The Cessna Aircraft Company in the U.S. has been making versions of its 172 model since 1955 according to its corporate website. By 2007 more than 40,000 had been built, making it among the most successful light aircraft ever produced. Records show almost 2,400 registered in Canada.

Friday’s crash is the fifth time in two decades that four people have been killed in a Cessna 172 in Canada.

Ontario’s last fatal crash of a Cessna 172 happened in June, 2010 when a pilot who had been towing a banner above the Toronto skyline was killed trying to land at Toronto’s Buttonville Airport.

In 2010 in Quebec, a pilot and three passengers were killed in a Cessna 172 operated by a flight school. The airplane crashed and caught fire near a runway while trying to land.

Since 1993 in Canada, 88 people have been killed in 50 fatal crashes of a Cessna 172, excluding Friday’s crash. This includes 18 killed in 13 fatal Ontario crashes.

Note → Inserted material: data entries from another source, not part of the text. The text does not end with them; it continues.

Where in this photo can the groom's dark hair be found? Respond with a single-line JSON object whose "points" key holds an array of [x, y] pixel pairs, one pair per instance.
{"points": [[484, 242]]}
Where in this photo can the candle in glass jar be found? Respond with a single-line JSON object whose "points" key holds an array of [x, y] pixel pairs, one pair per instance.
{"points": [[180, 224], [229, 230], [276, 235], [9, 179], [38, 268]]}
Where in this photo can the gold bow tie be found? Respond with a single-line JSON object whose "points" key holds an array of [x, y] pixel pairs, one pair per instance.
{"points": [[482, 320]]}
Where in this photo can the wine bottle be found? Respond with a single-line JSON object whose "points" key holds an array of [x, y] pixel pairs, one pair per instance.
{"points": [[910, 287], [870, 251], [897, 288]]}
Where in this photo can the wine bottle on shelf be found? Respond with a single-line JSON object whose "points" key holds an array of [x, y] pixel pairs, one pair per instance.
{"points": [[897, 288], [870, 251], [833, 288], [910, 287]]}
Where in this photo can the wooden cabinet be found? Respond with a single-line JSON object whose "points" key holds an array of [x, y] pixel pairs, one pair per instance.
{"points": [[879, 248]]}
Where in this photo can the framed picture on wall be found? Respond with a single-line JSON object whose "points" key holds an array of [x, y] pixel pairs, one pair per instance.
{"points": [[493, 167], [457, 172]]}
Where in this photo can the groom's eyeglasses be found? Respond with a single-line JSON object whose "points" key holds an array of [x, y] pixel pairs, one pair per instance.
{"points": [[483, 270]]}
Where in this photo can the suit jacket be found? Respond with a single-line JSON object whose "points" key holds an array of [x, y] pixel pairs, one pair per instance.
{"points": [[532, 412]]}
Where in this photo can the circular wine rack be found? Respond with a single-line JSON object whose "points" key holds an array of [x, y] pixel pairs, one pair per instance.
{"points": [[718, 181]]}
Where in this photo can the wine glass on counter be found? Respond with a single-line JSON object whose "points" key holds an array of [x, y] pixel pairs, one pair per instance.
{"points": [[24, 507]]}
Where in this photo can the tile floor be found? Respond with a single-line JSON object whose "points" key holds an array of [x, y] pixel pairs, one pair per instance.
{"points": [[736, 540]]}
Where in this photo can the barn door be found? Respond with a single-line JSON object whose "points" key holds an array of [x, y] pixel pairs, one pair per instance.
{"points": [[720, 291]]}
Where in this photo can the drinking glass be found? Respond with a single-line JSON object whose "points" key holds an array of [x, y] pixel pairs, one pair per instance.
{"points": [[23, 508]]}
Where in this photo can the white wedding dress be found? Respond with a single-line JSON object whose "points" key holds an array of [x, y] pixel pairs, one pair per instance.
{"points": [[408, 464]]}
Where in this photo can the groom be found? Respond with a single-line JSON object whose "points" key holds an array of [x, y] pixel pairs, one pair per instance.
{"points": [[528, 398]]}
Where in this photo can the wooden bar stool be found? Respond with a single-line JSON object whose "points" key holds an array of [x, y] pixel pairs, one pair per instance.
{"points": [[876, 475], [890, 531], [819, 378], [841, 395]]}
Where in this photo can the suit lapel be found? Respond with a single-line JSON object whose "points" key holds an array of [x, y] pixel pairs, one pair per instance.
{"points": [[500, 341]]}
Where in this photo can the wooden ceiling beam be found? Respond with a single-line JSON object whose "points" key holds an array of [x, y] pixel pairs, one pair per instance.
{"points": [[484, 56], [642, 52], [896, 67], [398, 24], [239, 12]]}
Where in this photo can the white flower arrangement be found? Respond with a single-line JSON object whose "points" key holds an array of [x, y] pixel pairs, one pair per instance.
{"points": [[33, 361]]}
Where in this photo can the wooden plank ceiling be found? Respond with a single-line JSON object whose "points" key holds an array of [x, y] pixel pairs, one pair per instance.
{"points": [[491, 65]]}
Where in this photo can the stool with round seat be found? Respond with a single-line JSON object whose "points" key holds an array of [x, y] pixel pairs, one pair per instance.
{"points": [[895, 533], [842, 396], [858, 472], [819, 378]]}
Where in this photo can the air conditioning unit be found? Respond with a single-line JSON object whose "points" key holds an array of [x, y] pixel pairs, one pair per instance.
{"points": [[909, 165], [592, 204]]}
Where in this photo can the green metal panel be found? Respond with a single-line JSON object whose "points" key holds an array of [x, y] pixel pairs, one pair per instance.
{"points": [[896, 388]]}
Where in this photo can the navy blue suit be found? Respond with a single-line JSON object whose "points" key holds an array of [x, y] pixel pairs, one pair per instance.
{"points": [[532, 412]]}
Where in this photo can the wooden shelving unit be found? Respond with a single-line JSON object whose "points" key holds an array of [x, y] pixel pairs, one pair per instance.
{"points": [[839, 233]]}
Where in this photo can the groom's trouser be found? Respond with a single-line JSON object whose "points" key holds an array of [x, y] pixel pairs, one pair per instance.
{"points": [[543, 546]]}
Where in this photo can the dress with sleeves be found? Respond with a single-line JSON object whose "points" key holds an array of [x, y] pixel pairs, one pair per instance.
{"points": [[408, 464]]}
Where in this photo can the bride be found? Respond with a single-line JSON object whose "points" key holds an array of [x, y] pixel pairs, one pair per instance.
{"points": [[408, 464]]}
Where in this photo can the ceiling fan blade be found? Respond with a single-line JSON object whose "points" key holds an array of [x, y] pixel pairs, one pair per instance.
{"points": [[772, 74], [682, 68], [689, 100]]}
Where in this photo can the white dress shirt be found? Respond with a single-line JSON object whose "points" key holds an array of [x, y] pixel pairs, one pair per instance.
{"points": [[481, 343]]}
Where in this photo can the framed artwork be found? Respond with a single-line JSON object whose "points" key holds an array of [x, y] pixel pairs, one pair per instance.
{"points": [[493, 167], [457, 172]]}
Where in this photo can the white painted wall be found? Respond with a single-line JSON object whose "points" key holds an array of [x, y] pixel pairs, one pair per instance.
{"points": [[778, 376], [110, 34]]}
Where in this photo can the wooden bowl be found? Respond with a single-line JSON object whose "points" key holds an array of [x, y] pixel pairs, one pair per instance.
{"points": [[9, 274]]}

Records show the Cessna that crashed, marked C-FNET, was named in six minor aviation incidents since 2006, none classified as accidents. Examples include regulatory issues around filing flight plans or securing clearance from control towers.

The worst recorded mishap involving the Waterloo-Wellington flight school since 1995 happened in 2007. A student pilot in a Cessna 152 suffered a minor leg injury after bouncing on the runway, blowing a tire and veering onto the grass while practising takeoffs at the Breslau airport.

Civil aviation records detail other accidents involving aircraft owned by the school:

— In 2010 a Cessna 172 (not the one that crashed) clipped a fence at the Kingston airport. This spun it around and its propeller hit the fence. The aircraft was damaged but two people on the plane were not hurt.

— In 2009 while on the ground a homemade aircraft ran into a club-owned Cessna 172 (not the one that crashed) near a runway at the local airport. Both aircraft were damaged. Nobody was hurt.

— In 2004 a student piloting a Piper aircraft mistakenly lifted the landing gear when touching down on a runway at the local airport. Both propellers hit the pavement but the plane stayed in the air and the instructor managed to land it. The propellers were damaged. Nobody was hurt.

— In 2001 the pilot of a Piper Seminole failed to put the landing gear down. The airplane ground to a halt on the runway, its propellers bent and fuselage scraped. The pilot was not hurt.

— In 1999 the pilot of a Cessna 172 (not the one that crashed) veered off a runway and through the infield at the local airport, shedding a piece of the landing gear. Nobody was hurt.

— In 1995 a Cessna 172 (not the one that crashed) reported being in distress after hitting something, possibly a bird, on its way from Burlington to Owen Sound. Nobody was hurt.